By Michael Isikoff and Daniel Klaidman
Excerpt from the Aug. 1, 2002, ‘Torture Memo’:
For
weeks, the right has heckled Attorney General Eric Holder Jr. for his
plans to try the alleged 9/11 conspirators in New York City and his
handling of the Christmas bombing plot suspect. Now the left is going
to be upset: an upcoming Justice Department report from its
ethics-watchdog unit, the Office of Professional Responsibility (OPR),
clears the Bush administration lawyers who authored the “torture” memos
of professional-misconduct allegations.
While the probe is sharply critical of the legal reasoning used to
justify waterboarding and other “enhanced” interrogation techniques,
NEWSWEEK has learned that a senior Justice official who did the final
review of the report softened an earlier OPR finding. Previously, the
report concluded that two key authors—Jay Bybee, now a federal
appellate court judge, and John Yoo, now a law professor—violated their
professional obligations as lawyers when they crafted a crucial 2002
memo approving the use of harsh tactics, say two Justice sources who
asked for anonymity discussing an internal matter.
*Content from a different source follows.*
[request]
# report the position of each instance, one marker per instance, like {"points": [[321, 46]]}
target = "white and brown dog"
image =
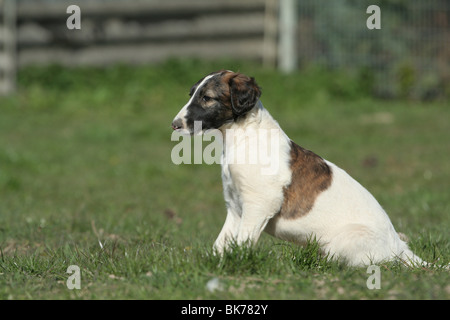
{"points": [[305, 196]]}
But the reviewer,
career veteran David Margolis, downgraded that assessment to say they
showed “poor judgment,” say the sources. (Under department rules, poor
judgment does not constitute professional misconduct.) The shift is
significant: the original finding would have triggered a referral to
state bar associations for potential disciplinary action—which, in
Bybee’s case, could have led to an impeachment inquiry.